There were only 156 females in the study, which was far lower than the number of males. Further study with a larger cohort and focus on OSA screening for females is warranted to further refine available screening tools.
Conclusion
The STOP-BANG cut-off value for neck circumference for screening for sleep apnoea in Asian males can be maintained at 40 cm, but the neck circumference value used for screening Asian females should be lowered to 35 cm.
Footnotes
Authors’ contributions
The first author researched literature, conceived the study, and analysed data. Both authors were involved in gaining ethical approval, editing and approving the final version of the manuscript.
Availability of data and materials
The datasets generated and/or analysed during the current study is held by the corresponding author.
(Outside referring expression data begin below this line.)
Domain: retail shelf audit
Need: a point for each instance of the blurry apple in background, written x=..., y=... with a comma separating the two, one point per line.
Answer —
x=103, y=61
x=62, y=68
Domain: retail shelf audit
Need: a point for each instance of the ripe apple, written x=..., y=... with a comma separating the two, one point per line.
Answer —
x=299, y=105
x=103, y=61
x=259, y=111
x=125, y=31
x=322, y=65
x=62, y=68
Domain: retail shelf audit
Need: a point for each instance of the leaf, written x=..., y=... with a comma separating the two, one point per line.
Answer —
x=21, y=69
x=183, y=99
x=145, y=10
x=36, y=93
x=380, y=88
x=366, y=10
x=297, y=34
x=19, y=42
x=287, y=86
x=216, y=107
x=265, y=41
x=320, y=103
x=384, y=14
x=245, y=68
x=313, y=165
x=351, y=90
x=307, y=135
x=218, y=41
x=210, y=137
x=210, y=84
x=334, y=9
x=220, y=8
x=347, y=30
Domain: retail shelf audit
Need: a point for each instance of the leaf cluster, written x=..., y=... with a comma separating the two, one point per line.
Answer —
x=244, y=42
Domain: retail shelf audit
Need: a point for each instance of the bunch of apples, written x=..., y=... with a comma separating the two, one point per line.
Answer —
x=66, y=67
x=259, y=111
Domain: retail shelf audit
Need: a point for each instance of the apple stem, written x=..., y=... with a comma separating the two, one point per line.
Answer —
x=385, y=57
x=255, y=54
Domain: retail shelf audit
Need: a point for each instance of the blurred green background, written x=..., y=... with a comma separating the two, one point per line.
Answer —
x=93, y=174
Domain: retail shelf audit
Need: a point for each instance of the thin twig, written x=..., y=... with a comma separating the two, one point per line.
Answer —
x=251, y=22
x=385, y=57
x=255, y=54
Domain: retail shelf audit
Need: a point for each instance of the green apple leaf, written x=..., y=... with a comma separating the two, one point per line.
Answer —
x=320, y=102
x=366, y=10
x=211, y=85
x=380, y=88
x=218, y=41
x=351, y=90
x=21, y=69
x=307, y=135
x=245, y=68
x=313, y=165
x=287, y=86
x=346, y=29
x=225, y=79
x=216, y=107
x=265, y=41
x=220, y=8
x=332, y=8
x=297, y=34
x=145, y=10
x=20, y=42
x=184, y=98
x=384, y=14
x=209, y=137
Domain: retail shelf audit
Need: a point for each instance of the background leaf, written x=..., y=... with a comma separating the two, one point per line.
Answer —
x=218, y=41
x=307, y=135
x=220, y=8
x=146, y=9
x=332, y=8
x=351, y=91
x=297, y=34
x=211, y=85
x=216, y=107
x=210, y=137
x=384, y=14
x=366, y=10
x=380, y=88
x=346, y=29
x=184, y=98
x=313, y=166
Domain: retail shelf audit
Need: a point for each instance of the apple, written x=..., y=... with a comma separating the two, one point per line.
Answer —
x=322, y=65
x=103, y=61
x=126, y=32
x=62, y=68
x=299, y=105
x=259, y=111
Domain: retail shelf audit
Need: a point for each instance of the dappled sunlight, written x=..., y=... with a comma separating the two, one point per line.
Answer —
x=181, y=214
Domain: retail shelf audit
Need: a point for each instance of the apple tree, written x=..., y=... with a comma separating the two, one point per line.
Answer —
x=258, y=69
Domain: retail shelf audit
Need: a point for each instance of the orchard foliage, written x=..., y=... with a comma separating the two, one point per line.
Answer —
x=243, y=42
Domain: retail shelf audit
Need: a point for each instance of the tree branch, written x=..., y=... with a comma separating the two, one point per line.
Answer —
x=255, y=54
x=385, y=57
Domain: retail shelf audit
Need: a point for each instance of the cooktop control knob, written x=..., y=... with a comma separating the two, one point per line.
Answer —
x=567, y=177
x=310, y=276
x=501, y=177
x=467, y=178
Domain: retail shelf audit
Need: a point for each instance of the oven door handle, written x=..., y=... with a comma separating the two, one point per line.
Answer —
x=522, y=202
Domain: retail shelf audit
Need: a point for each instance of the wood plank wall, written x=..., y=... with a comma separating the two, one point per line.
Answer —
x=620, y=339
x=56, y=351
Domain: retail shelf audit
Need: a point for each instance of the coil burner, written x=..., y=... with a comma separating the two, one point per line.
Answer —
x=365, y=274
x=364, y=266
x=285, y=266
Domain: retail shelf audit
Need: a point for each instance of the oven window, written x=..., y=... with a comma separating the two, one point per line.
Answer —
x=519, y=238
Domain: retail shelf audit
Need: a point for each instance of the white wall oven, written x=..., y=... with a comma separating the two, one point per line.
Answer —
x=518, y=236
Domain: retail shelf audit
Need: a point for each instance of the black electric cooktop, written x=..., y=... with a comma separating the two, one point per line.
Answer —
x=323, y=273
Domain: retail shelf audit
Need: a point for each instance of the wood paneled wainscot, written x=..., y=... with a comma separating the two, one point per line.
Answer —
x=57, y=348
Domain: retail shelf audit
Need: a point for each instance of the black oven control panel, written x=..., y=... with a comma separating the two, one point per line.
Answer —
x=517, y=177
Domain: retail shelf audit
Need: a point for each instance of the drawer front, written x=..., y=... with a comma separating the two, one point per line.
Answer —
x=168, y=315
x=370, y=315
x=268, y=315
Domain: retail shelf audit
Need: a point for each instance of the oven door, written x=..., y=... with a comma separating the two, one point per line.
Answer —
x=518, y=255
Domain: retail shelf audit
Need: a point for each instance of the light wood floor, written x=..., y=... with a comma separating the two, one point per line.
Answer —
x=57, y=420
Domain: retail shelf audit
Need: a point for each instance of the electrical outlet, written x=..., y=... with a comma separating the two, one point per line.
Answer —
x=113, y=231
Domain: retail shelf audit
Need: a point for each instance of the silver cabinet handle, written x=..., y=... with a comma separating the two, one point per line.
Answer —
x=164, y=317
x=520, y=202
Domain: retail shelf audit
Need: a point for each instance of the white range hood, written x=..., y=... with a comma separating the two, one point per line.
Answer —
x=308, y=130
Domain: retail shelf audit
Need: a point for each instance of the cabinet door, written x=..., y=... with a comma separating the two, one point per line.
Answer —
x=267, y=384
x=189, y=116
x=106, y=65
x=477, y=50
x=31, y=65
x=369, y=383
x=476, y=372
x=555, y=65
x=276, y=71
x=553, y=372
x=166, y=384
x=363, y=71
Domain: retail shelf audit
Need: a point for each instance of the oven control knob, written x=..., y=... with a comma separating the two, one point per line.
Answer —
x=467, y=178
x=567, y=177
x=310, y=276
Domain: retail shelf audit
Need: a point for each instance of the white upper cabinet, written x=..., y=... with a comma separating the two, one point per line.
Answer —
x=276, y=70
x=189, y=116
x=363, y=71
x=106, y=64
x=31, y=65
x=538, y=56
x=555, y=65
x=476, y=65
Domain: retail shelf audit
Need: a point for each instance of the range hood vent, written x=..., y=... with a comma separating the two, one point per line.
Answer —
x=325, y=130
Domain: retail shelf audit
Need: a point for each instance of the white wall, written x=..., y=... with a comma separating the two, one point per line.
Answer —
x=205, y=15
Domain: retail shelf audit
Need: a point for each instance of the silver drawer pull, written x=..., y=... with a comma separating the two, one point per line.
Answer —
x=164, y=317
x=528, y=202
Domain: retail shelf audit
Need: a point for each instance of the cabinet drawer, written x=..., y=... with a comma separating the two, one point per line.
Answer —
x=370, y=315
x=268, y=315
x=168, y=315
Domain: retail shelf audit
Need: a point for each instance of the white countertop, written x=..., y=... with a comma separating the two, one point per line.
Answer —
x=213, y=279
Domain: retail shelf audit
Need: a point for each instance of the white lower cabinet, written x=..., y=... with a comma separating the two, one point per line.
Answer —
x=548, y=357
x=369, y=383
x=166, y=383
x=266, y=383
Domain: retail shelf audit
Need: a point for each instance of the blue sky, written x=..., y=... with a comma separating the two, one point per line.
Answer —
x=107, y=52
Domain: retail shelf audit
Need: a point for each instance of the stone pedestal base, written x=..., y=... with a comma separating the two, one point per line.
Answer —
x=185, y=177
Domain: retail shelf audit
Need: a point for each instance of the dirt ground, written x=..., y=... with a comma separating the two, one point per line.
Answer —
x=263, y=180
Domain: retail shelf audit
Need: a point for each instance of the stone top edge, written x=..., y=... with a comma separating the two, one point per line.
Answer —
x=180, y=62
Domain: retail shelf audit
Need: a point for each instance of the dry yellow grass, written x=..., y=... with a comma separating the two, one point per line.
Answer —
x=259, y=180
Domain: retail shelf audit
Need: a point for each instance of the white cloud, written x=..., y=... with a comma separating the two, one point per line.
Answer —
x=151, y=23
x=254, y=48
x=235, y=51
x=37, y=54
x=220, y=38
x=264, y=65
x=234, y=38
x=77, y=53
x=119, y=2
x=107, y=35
Patient data has not been made available publicly to protect patient confidentiality.
Conflict of interest
The authors declare no conflict of interests.
Ethical approval
Ethical approval was obtained from the Singhealth Centralized Institutional Review Board (approval number CIRB 2012/334/D).
Funding
This research received no specific grant from any funding agency in the public, commercial, or not-for-profit sectors.
Informed consent
Informed consent was not sought for the present study because analysis made on anonymized data posed no more than minimal risk to the participants. Permission for waiver of informed consent was granted by the Singhealth Centralized Institutional Review Board (approval number CIRB 2012/334/D).